FILE – Central Bank of Egypt FILE – Central Bank of Egypt

Egypt’s foreign reserves rose by $18B since float: CBE

Sun, Feb. 4, 2018
CAIRO – 4 February 2018: Egypt’s foreign reserves rose by some $18 billion in 14 months, or since the country floated its currency in November 2016, to record $37 billion in December 2017, compared to only $19 billion in October 2016, according to the Central Bank of Egypt (CBE).

Since the float, Egypt’s economic indicators have gradually started to improve and the country’s once-thriving black market has been eliminated, official sources said Saturday.

The float also prompted investors to consider investing in many sectors in the country as well as investing in the government debt, which stood at $19.5 billion since flotation.

The float has further helped local banks to increase their foreign currency balances, ending the repatriation of profits crisis that crippled business.

Egypt has embarked on a bold economic reform program in 2014 that included cutting energy subsidies and introducing new taxes, with the aim of trimming the budget deficit.
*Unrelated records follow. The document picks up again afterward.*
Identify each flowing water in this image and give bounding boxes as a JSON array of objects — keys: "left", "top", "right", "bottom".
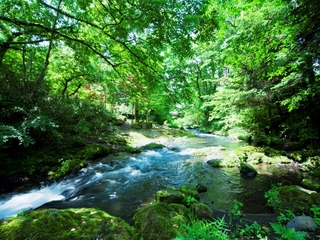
[{"left": 0, "top": 133, "right": 306, "bottom": 222}]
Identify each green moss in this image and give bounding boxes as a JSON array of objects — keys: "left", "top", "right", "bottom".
[
  {"left": 82, "top": 144, "right": 111, "bottom": 160},
  {"left": 155, "top": 189, "right": 186, "bottom": 205},
  {"left": 133, "top": 202, "right": 189, "bottom": 240},
  {"left": 0, "top": 208, "right": 137, "bottom": 240},
  {"left": 207, "top": 159, "right": 224, "bottom": 167},
  {"left": 180, "top": 185, "right": 200, "bottom": 200},
  {"left": 48, "top": 158, "right": 87, "bottom": 179},
  {"left": 234, "top": 146, "right": 264, "bottom": 155},
  {"left": 301, "top": 178, "right": 320, "bottom": 191},
  {"left": 266, "top": 185, "right": 320, "bottom": 215},
  {"left": 124, "top": 146, "right": 142, "bottom": 153},
  {"left": 142, "top": 142, "right": 165, "bottom": 149}
]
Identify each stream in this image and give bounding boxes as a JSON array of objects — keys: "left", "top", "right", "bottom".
[{"left": 0, "top": 133, "right": 306, "bottom": 222}]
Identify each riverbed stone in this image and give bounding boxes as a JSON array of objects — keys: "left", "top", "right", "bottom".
[
  {"left": 155, "top": 189, "right": 186, "bottom": 204},
  {"left": 207, "top": 159, "right": 224, "bottom": 167},
  {"left": 191, "top": 202, "right": 213, "bottom": 220},
  {"left": 239, "top": 162, "right": 257, "bottom": 176},
  {"left": 180, "top": 185, "right": 200, "bottom": 200},
  {"left": 268, "top": 185, "right": 320, "bottom": 215},
  {"left": 286, "top": 216, "right": 319, "bottom": 231},
  {"left": 133, "top": 202, "right": 189, "bottom": 240},
  {"left": 196, "top": 183, "right": 208, "bottom": 193},
  {"left": 0, "top": 208, "right": 137, "bottom": 240},
  {"left": 301, "top": 179, "right": 320, "bottom": 192}
]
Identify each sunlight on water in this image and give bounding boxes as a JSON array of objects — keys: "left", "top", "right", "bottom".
[
  {"left": 109, "top": 192, "right": 118, "bottom": 199},
  {"left": 144, "top": 150, "right": 162, "bottom": 156},
  {"left": 130, "top": 169, "right": 141, "bottom": 176}
]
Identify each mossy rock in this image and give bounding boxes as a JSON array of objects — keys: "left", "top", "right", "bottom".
[
  {"left": 271, "top": 185, "right": 319, "bottom": 215},
  {"left": 290, "top": 150, "right": 313, "bottom": 163},
  {"left": 124, "top": 146, "right": 142, "bottom": 153},
  {"left": 301, "top": 178, "right": 320, "bottom": 191},
  {"left": 234, "top": 146, "right": 264, "bottom": 155},
  {"left": 142, "top": 142, "right": 165, "bottom": 149},
  {"left": 190, "top": 202, "right": 213, "bottom": 220},
  {"left": 49, "top": 158, "right": 87, "bottom": 179},
  {"left": 0, "top": 208, "right": 137, "bottom": 240},
  {"left": 82, "top": 144, "right": 111, "bottom": 160},
  {"left": 239, "top": 162, "right": 257, "bottom": 176},
  {"left": 155, "top": 189, "right": 186, "bottom": 205},
  {"left": 133, "top": 202, "right": 189, "bottom": 240},
  {"left": 180, "top": 185, "right": 200, "bottom": 200},
  {"left": 207, "top": 159, "right": 224, "bottom": 168}
]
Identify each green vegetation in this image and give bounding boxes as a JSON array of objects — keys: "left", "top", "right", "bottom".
[
  {"left": 1, "top": 0, "right": 320, "bottom": 180},
  {"left": 173, "top": 216, "right": 229, "bottom": 240},
  {"left": 0, "top": 208, "right": 137, "bottom": 240}
]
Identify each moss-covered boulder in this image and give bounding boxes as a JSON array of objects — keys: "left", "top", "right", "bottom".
[
  {"left": 267, "top": 185, "right": 320, "bottom": 215},
  {"left": 142, "top": 142, "right": 165, "bottom": 150},
  {"left": 207, "top": 159, "right": 224, "bottom": 168},
  {"left": 48, "top": 158, "right": 87, "bottom": 179},
  {"left": 0, "top": 208, "right": 137, "bottom": 240},
  {"left": 180, "top": 185, "right": 200, "bottom": 200},
  {"left": 155, "top": 189, "right": 186, "bottom": 205},
  {"left": 133, "top": 202, "right": 189, "bottom": 240},
  {"left": 239, "top": 162, "right": 258, "bottom": 176},
  {"left": 82, "top": 144, "right": 111, "bottom": 160}
]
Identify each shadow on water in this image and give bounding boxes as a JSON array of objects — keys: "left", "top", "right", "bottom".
[{"left": 0, "top": 133, "right": 307, "bottom": 223}]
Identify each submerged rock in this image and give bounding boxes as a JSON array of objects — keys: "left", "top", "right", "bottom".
[
  {"left": 0, "top": 208, "right": 137, "bottom": 240},
  {"left": 239, "top": 162, "right": 258, "bottom": 177},
  {"left": 196, "top": 183, "right": 208, "bottom": 193},
  {"left": 207, "top": 159, "right": 224, "bottom": 168},
  {"left": 287, "top": 216, "right": 319, "bottom": 231}
]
The country’s foreign reserves have been increasing since it clinched a $12 billion three-year loan from the International Monetary Fund (IMF) in November 2016, restoring confidence in the Egyptian market.

Reserves were only $19.041 billion at the end of October 2016, just before Egypt floated its local currency in November, which was a milestone in the IMF-backed economic reform program.